SSANU, NASU Reject UTAS, Propose Separate Payment Platform, Says Ngige

The Non-Academic Staff Union of Universities (NASU) and the Senior Staff Association of Universities (SSANU) have kicked against the payment system proposed by the Academic Staff Union of Universities (ASUU).

ASUU had asked the Federal Government to adopt the University Transparency Account System (UTAS), rather than the Integrated Payroll and Personnel Information System (IPPIS), for the payment of lecturers’ salaries and allowances.

The Minister of Labour and Employment, Dr Chris Ngige, disclosed the position of NASU and SSANU to reporters on Thursday at the National Assembly complex in Abuja, the nation’s capital.

“There are other unions in the university system that are saying they will develop their own system, and that they are not going to go on to UTAS – Senior Staff Association of Universities (SSANU), Non-Academic Staff Union of Universities (NASU), National Association of Academic Technologists (NAAT), … ASUU is not the only union in the university,” he told journalists after defending the budget of his ministry in the Senate.

A file photo of the Minister of Labour, Chris Ngige.

 

Ngige stated that the government was making effort to meet up with ASUU’s demands but warned against the use of different payment platforms in Nigerian universities.
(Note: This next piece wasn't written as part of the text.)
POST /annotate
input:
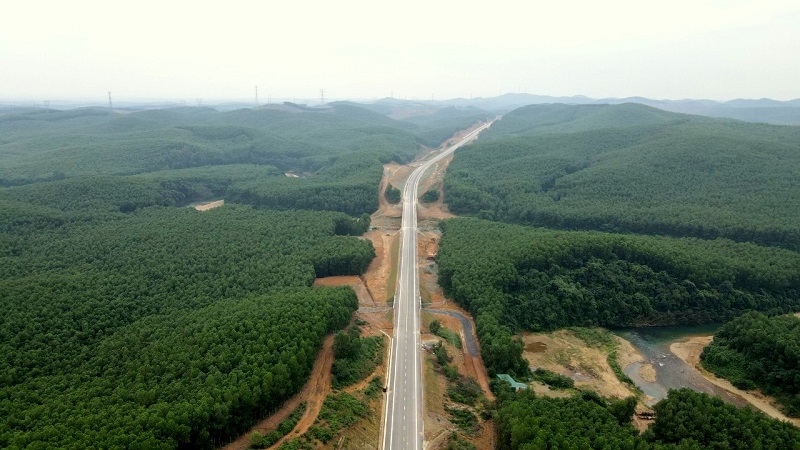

He stressed that it was important for the government to ensure that the concerns of SSANU, NASU, NAAT, and others were addressed while working to ensure the return of the lecturers to the classroom.

The minister, however, hinted that the payment system proposed by ASUU had been forwarded to the National Information Technology Development Agency (NITDA) for assessment.

He said, “If we ignore those people and what they are saying, even if ASUU calls off the strike, they will close the lecture halls, they will close the laboratories, they will close even the gates.

“It has happened before, entry gates into the universities; we don’t want that to happen. That is why we are taking them holistically and going in measure steps to be sure that we carry everybody along.”

ASUU has been on strike for nearly seven months and one of the union’s demands is to have its own payment system separate from the government’s IPPIS.

Several meetings between the union and the government have ended without a definite conclusion, raising concerns on the part of students who have been out of the classroom since March.